Libretto takes Coolio's funk revival and gives rise to slum funk, a sound heavily influenced by the Stylistics and the Delfonics.
In 1994, Dr. Dre's stepbrother, Warren G, dropped an album saturated with g-funk, a sound that allowed the West Coast to tighten its stranglehold on rap. But it was Coolio's "Fantastic Voyage", a track undulating with the rhythms of '70s funk that invited everyone to join the ride. Ten years later, another MC, raised in Watts and coming straight outta Portland, Oregon, has set out on a funk-filled trip with positive rhymes that refresh the spirit like a glass of ice water on a humid day -- couple that with this collection of energetic tracks and invite everyone you know to come along and ride on this update of the fantastic voyage.

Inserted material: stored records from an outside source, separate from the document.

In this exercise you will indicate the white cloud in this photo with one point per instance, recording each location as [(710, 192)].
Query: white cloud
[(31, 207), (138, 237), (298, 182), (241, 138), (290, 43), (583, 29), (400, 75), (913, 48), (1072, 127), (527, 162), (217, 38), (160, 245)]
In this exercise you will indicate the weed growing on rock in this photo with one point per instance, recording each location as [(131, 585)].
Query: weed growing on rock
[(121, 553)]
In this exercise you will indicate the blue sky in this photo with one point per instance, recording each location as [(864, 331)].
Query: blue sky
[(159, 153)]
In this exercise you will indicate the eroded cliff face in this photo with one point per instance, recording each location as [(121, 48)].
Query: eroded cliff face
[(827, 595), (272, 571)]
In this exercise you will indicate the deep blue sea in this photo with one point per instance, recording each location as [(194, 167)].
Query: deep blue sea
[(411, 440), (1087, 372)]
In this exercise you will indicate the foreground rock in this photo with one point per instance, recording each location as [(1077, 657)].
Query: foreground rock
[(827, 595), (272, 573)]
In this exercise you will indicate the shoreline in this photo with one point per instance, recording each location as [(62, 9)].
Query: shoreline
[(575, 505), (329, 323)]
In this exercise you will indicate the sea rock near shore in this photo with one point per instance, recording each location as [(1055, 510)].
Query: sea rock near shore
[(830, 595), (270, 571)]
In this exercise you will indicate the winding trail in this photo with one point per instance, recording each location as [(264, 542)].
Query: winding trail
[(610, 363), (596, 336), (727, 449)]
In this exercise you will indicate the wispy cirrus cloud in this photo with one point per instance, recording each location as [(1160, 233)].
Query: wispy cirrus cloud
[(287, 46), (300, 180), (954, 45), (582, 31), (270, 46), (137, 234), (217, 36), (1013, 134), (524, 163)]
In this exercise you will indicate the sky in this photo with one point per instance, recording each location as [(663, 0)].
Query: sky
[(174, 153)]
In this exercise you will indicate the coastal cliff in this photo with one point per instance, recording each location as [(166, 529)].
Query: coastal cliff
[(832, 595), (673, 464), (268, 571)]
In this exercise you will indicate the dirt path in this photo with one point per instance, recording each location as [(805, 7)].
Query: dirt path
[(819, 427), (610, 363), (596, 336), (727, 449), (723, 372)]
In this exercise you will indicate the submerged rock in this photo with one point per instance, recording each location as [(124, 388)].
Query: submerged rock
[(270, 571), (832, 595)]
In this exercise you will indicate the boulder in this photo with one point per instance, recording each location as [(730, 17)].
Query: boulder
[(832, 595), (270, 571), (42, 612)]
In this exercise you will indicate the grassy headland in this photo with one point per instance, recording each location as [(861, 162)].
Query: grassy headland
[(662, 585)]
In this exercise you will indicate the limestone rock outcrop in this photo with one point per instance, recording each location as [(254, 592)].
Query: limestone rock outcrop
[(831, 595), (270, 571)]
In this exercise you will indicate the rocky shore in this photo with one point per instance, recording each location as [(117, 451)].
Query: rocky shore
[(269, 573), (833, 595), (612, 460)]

Ill-Oet: The Last Element's first song ("Slum Funk") opens with a hiccupping, staccato rhythm -- a shoulder-shaking jam oozing with Portland's interpretation of g-funk. The beats resemble a Cadillac low-rider gyrating down the Crenshaw strip -- they bounce, bop, and drop it like it's hot over the course of the track and the entire album. Where this album differs from the long-running monotony of gangsta braggadocio is that Libretto doesn't sound like he's going to cap you and throw your body in the trunk. Instead, the album borrows its overall theme from the video for "Fantastic Voyage". If you've never seen the video, it opens with Coolio sitting at home wondering what to do with his day. Suddenly, this fairy mother-funker appears and presto a low-rider with a trunk built to hold as many diverse people as he possibly can fit into it for a trip to the beach. You don't have to be ghetto or bourgeoisie, all he asks is that you want to funk.
Libretto's West Coast swagger lacks the thug posture of a Westside Connection or Dr. Dre and yet, even as he acknowledges the poverty that has enslaved his neighborhood, his outlook and flow remain urgent and optimistic. Get lost in "Dirty Thang"'s galloping grooves as Libretto spits a conscious flow that sheds light on the plight of the inner city. Each instrumental draws heavily upon the nostalgic sound of black soul, particularly the Delfonics and the Stylistics, as if each producer was Quentin Tarantino compiling the Jackie Brown soundtrack.
On a purely instrumental level, this album has libido. It's amazing to hear those funk/soul harmonies of old reinterpreted and re-contextualized by an MC raised on hip-hop's syncopated beats and rhymes. Peppered with back in the good ole day references, Ill-Oet is a head-banging, foot-stomping affair, and a little Ron Isley thrown into the mix doesn't hurt. Bulging with emotion, the jubilant trumpets raise "Back Door Heaven" high above the streets and nearly all the tracks capture that same spirit -- one of hope. His flow is nostalgic without sounding aged, smooth without sounding cavalier, and his laid-back delivery glides effortlessly alongside the beat. The result is a drive by shooting, an accurate and snapshot of ghetto life that makes you want to investigate rather than turn a blind eye.
Libretto isn't the wittiest MC, but he's an adept lyricist whose flow meshes well with the beat and this makes the music utterly enjoyable. Wrapping his lyrics around George Clintonesque interpolations of Atomic Dog and samples of Cameo's uniquely distorted voice, he rekindles rap's playful spirit -- one bereft of the savage nihilism that rose to prominence in the early '90s.
"Volume" teams Quannum's Lifesavas with Libretto over an irregular heartbeat instrumental. A sticker on the album's cover labels it a hip-hop classic. Now, I wouldn't go that far for one reason. A classic means that a song has so permeated popular culture that it will resonate in their memories. It's unclear whether this song or this album has done that. Maybe these words will convince others to give it a chance to do that because Libretto delivers enough slum funk to make any trunk jump.